Strukturreform, Dauerthema und Zielscheibe der Kritik. Allen Unkenrufen zum Trotz, sie nimmt Gestalt an. Immerhin werden die Winterrenntage, ein Zusatzgeschäft für die Rennvereine, inzwischen zentral organisiert und finanziert – und damit erhalten. Für uns Besitzertrainer und den Rennsport eine wichtige Entscheidung. Der erste Wettshop ist errichtet und läuft immerhin Erfolg versprechend. Für das Gesamtkonzept wird Geld gebraucht. Ich habe schon vor Jahren gesagt, dass wir fremde Investoren nur dann gewinnen können, wenn die Aktiven und Betuchten aus dem Rennsport sich auch selbst beteiligen. Auch das nimmt Formen an, und die Ausschreibung einer Beteiligungsmöglichkeit wird in Kürze reif sein. Angedacht sind nicht nur Millionen-Beteiligungen, ab 1000 € wird es möglich sein. Natürlich wird sich unser Verein unter Berücksichtigung der Gemeinnützigkeitsbeschränkungen angemessen beteiligen. Einmal um ein Zeichen zu setzen, aber auch der Transparenz willen.

Uns ist schon klar, dass es nicht genügt, eine neue Wettplattform zu bieten, sie muss besser sein als alle anderen, um die Umsätze in den Sport zurück zu holen.

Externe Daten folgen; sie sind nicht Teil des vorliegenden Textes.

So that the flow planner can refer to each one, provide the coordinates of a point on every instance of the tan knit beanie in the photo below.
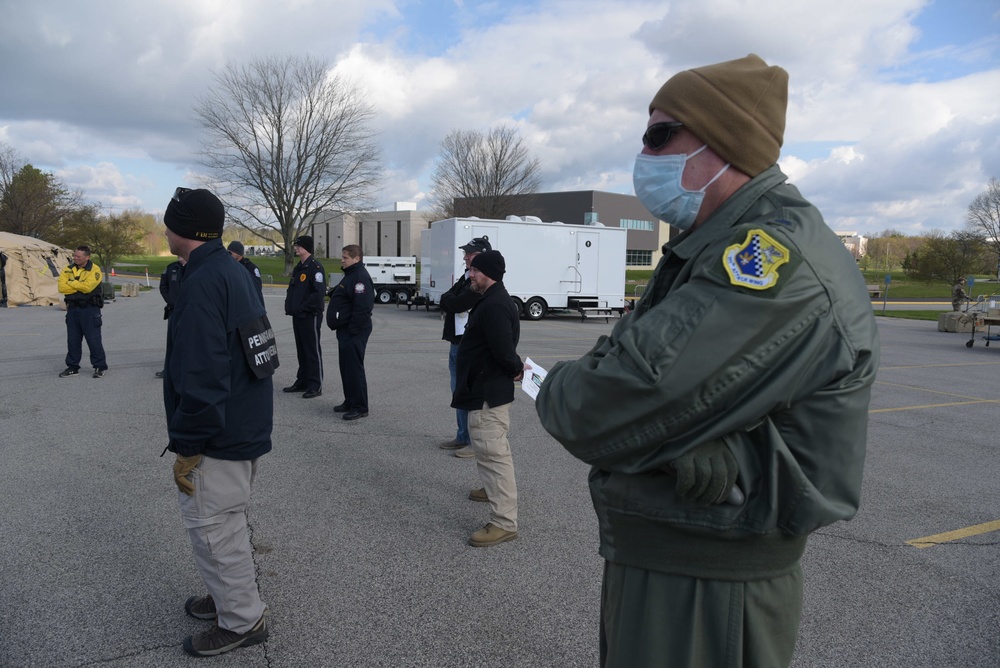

Es ist kein Geheimnis: eingebrochene Wettumsätze und wegen der Wirtschaftskrise abgesprungene Sponsoren machen dem Rennsport zu schaffen. Die Hauptlast haben die Rennvereine zu tragen, bei den großen Rennen hat es erhebliche Abstriche gegeben, am glimpflichsten sind noch wir davon gekommen. Die Rennpreise im Basisbereich sind einigermaßen konstant geblieben. Ich weiß, ich weiß, sie reichen hinten und vorne nicht – aber das haben sie noch nie getan. Landauf, landab reiten unzählige Pferdefreaks für einen versilberten Hufkratzer und eine grüne Schleife. Da ist ein Tausender im F-Renen doch immerhin etwas.

Ich bin bei allem Realismus ein geborener Optimist, und ich hoffe, Sie auch!